El hombre rojo dividía la mente en dos partes: la mente espiritual y la mente física. La primera es puro espíritu, relacionada sólo con la esencia de las cosas y ésta era la que el indio trataba de reforzar mediante la oración espiritual, durante la cual el cuerpo se encuentra sometido por el ayuno y las pruebas físicas. En este tipo de oración no había petición de favores o de ayuda. Todas las cuestiones de interés personal o egoísta eran claramente relegadas al plano de la mente inferior o material y todas las ceremonias, encantamientos o conjuros destinados a procurar un beneficio o a evitar un peligro se consideraban emanados de la mente física.

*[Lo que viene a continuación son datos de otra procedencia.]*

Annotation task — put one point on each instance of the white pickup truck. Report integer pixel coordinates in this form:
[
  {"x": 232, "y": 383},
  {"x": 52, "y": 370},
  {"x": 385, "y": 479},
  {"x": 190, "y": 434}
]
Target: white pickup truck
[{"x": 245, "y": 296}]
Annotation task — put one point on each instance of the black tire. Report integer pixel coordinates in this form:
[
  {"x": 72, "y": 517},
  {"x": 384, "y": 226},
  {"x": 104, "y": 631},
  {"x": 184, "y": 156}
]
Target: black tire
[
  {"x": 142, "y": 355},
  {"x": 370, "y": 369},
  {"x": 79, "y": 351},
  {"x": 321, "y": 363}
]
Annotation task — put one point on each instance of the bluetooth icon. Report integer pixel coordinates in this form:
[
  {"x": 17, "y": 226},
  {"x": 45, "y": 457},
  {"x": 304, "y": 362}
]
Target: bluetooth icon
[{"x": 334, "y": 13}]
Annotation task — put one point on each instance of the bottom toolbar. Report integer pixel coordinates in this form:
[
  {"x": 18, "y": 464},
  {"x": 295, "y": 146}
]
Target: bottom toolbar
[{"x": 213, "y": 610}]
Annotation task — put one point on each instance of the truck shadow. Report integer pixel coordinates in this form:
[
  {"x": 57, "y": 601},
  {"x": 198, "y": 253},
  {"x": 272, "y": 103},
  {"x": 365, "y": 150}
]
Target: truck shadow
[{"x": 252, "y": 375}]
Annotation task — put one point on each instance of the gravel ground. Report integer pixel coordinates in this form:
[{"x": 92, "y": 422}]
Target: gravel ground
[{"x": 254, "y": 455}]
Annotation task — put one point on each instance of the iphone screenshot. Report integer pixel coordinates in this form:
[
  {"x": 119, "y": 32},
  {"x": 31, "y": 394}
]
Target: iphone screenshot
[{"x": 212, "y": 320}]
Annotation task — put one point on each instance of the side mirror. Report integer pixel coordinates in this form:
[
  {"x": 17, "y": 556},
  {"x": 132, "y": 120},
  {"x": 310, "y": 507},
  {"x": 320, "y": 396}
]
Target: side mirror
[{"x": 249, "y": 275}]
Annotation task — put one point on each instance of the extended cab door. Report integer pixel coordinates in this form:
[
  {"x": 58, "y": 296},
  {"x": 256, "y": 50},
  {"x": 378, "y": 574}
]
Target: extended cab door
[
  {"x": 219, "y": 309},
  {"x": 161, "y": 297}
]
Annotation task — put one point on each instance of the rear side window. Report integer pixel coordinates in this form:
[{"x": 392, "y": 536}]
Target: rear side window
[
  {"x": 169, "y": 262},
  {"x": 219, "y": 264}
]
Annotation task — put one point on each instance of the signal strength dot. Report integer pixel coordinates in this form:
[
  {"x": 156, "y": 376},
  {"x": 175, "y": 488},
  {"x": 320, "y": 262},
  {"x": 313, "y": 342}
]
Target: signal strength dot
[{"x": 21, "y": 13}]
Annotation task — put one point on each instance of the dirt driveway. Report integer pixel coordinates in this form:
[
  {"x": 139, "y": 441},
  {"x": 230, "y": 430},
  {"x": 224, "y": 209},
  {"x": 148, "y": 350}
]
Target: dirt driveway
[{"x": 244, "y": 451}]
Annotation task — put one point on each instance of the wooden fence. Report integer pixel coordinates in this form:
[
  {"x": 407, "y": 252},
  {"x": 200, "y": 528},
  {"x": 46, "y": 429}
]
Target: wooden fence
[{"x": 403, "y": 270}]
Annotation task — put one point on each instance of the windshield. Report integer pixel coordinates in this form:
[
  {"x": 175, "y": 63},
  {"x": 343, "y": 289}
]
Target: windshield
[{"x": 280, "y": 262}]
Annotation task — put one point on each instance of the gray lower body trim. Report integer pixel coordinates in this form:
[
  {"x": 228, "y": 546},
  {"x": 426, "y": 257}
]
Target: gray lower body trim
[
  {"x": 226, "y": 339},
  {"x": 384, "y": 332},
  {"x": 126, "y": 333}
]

El Sol y la Tierra, por una metáfora poética, eran, desde su punto de vista, los padres de toda vida orgánica. Del Sol, en cuanto padre universal, procede el principio vivificante de la naturaleza y, en el seno paciente y fértil de nuestra Madre Tierra están escondidos los embriones de las plantas y de los hombres.
Los elementos y las fuerzas majestuosas de la naturaleza –el Relámpago, el Viento, el Agua, el Fuego- eran considerados con temor reverencial como poderes espirituales, pero siempre de carácter secundario e intermedio. Creíamos que el Espíritu penetra en toda la creación y que toda criatura posee un alma en un grado u otro, aunque no necesariamente un alma consciente de si misma. El árbol, la cascada y el oso gris son, cada uno de ellos, una Fuerza encarnada y, como tal, un objeto de reverencia.

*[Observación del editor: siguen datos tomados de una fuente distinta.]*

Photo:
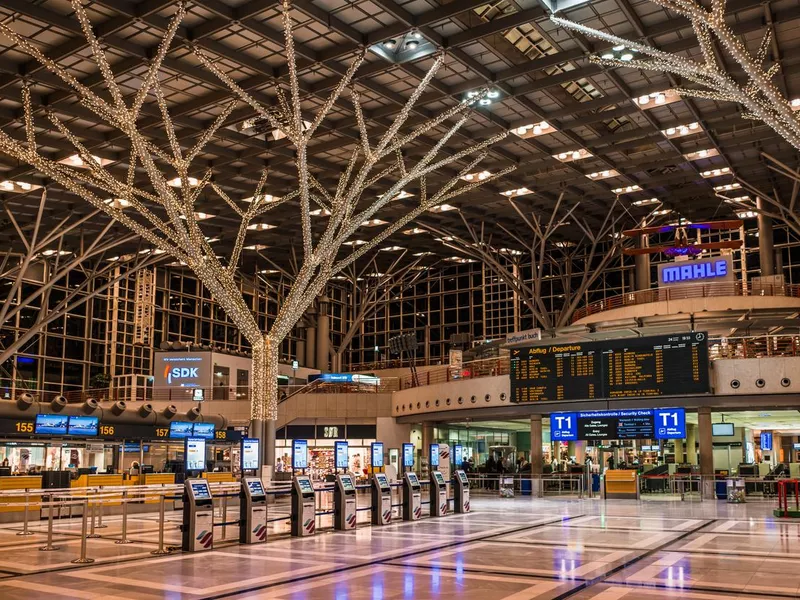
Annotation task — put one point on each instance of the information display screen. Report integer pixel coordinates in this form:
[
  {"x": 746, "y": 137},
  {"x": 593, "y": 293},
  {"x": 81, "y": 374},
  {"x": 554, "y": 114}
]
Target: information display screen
[
  {"x": 200, "y": 490},
  {"x": 82, "y": 426},
  {"x": 51, "y": 424},
  {"x": 664, "y": 365},
  {"x": 256, "y": 487},
  {"x": 434, "y": 455},
  {"x": 300, "y": 454},
  {"x": 203, "y": 430},
  {"x": 377, "y": 455},
  {"x": 249, "y": 454},
  {"x": 195, "y": 454},
  {"x": 180, "y": 429},
  {"x": 305, "y": 485},
  {"x": 342, "y": 458},
  {"x": 408, "y": 455},
  {"x": 659, "y": 424}
]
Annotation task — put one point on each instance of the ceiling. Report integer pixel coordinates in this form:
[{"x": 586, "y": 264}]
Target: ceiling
[{"x": 539, "y": 72}]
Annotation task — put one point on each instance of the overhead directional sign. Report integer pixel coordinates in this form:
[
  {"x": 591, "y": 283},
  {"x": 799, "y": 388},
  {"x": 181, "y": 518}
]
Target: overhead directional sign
[{"x": 659, "y": 424}]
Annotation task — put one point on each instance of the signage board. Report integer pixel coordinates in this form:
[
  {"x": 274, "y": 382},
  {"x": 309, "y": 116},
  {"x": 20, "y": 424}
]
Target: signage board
[
  {"x": 340, "y": 452},
  {"x": 626, "y": 368},
  {"x": 195, "y": 454},
  {"x": 704, "y": 270},
  {"x": 523, "y": 337},
  {"x": 408, "y": 455},
  {"x": 659, "y": 424},
  {"x": 250, "y": 455},
  {"x": 377, "y": 455},
  {"x": 300, "y": 454}
]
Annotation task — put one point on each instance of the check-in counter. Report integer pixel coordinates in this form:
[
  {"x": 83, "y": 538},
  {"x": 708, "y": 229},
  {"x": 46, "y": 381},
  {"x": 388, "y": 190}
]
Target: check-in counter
[
  {"x": 11, "y": 483},
  {"x": 621, "y": 484}
]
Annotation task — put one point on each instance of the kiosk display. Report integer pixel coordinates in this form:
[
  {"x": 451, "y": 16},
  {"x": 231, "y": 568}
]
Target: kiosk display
[
  {"x": 438, "y": 495},
  {"x": 434, "y": 455},
  {"x": 377, "y": 455},
  {"x": 195, "y": 454},
  {"x": 300, "y": 454},
  {"x": 412, "y": 497},
  {"x": 381, "y": 500},
  {"x": 304, "y": 506},
  {"x": 249, "y": 454},
  {"x": 344, "y": 503},
  {"x": 197, "y": 530},
  {"x": 461, "y": 492},
  {"x": 253, "y": 511}
]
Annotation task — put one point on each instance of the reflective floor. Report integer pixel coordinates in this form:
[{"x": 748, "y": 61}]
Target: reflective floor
[{"x": 506, "y": 549}]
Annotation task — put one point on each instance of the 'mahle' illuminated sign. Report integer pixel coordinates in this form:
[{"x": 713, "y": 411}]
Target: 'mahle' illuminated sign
[{"x": 693, "y": 271}]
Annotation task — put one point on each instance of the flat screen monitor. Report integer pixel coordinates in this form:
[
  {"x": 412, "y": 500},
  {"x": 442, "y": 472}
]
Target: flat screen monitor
[
  {"x": 305, "y": 485},
  {"x": 377, "y": 455},
  {"x": 203, "y": 430},
  {"x": 82, "y": 426},
  {"x": 383, "y": 481},
  {"x": 434, "y": 451},
  {"x": 300, "y": 454},
  {"x": 256, "y": 487},
  {"x": 180, "y": 429},
  {"x": 249, "y": 454},
  {"x": 342, "y": 458},
  {"x": 200, "y": 490},
  {"x": 195, "y": 455},
  {"x": 51, "y": 425},
  {"x": 721, "y": 429}
]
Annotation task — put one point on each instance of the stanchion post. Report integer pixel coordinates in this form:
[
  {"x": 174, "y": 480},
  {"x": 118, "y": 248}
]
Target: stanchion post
[
  {"x": 83, "y": 560},
  {"x": 25, "y": 517},
  {"x": 124, "y": 539},
  {"x": 49, "y": 546},
  {"x": 161, "y": 550}
]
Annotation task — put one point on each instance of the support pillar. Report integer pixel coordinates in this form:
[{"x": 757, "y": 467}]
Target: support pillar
[
  {"x": 706, "y": 450},
  {"x": 536, "y": 455},
  {"x": 642, "y": 267},
  {"x": 691, "y": 444},
  {"x": 766, "y": 245},
  {"x": 323, "y": 335}
]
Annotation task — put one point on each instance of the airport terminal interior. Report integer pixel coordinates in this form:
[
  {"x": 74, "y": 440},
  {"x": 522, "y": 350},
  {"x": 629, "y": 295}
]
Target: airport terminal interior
[{"x": 382, "y": 299}]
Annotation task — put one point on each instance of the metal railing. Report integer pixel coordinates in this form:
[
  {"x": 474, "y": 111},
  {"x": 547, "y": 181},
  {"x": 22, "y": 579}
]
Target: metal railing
[{"x": 684, "y": 292}]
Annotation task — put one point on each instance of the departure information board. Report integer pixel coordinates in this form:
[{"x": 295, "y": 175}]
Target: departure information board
[{"x": 666, "y": 365}]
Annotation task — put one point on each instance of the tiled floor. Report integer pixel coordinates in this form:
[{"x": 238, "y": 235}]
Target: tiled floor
[{"x": 506, "y": 549}]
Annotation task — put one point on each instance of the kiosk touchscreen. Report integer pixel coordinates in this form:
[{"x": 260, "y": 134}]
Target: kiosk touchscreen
[
  {"x": 253, "y": 511},
  {"x": 344, "y": 503},
  {"x": 381, "y": 499},
  {"x": 198, "y": 516},
  {"x": 412, "y": 497},
  {"x": 438, "y": 491},
  {"x": 461, "y": 492},
  {"x": 304, "y": 506}
]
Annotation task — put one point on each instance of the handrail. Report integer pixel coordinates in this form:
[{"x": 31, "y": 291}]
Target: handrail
[{"x": 685, "y": 292}]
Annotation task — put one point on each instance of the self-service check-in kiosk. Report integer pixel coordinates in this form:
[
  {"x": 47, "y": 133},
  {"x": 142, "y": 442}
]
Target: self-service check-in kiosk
[
  {"x": 304, "y": 506},
  {"x": 344, "y": 503},
  {"x": 412, "y": 497},
  {"x": 381, "y": 500},
  {"x": 252, "y": 511},
  {"x": 461, "y": 492},
  {"x": 198, "y": 516},
  {"x": 438, "y": 498}
]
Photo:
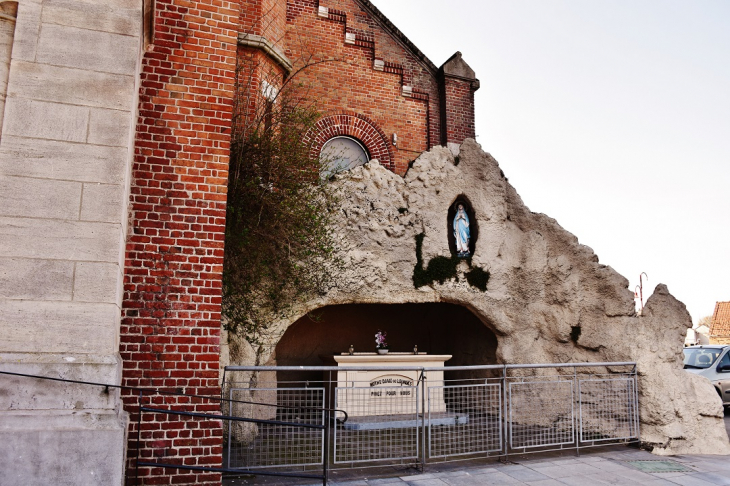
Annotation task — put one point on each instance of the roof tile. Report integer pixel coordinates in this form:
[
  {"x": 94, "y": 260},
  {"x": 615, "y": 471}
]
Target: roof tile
[{"x": 721, "y": 320}]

Al indio le gustaba establecer una armonía y una comunión espiritual con sus hermanos del reino animal, cuyas almas inarticuladas tenían para él algo de la pureza que atribuimos al niño inocente. Tenía fe en los instintos de los animales, como en una sabiduría misteriosa recibida de lo alto y, mientras aceptaba con humildad el sacrificio de sus cuerpos para mantener al suyo, rendía homenaje a sus espíritus mediante oraciones y ofrendas prescritas.
Mi creencia personal, al cabo de treinta y cinco años de experiencia de ella, es que no existe una cosa tal como la “civilización cristiana”. Creo que el cristianismo y la civilización moderna son opuestos e incompatibles y que el espíritu del cristianismo y el de nuestra antigua religión son esencialmente el mismo."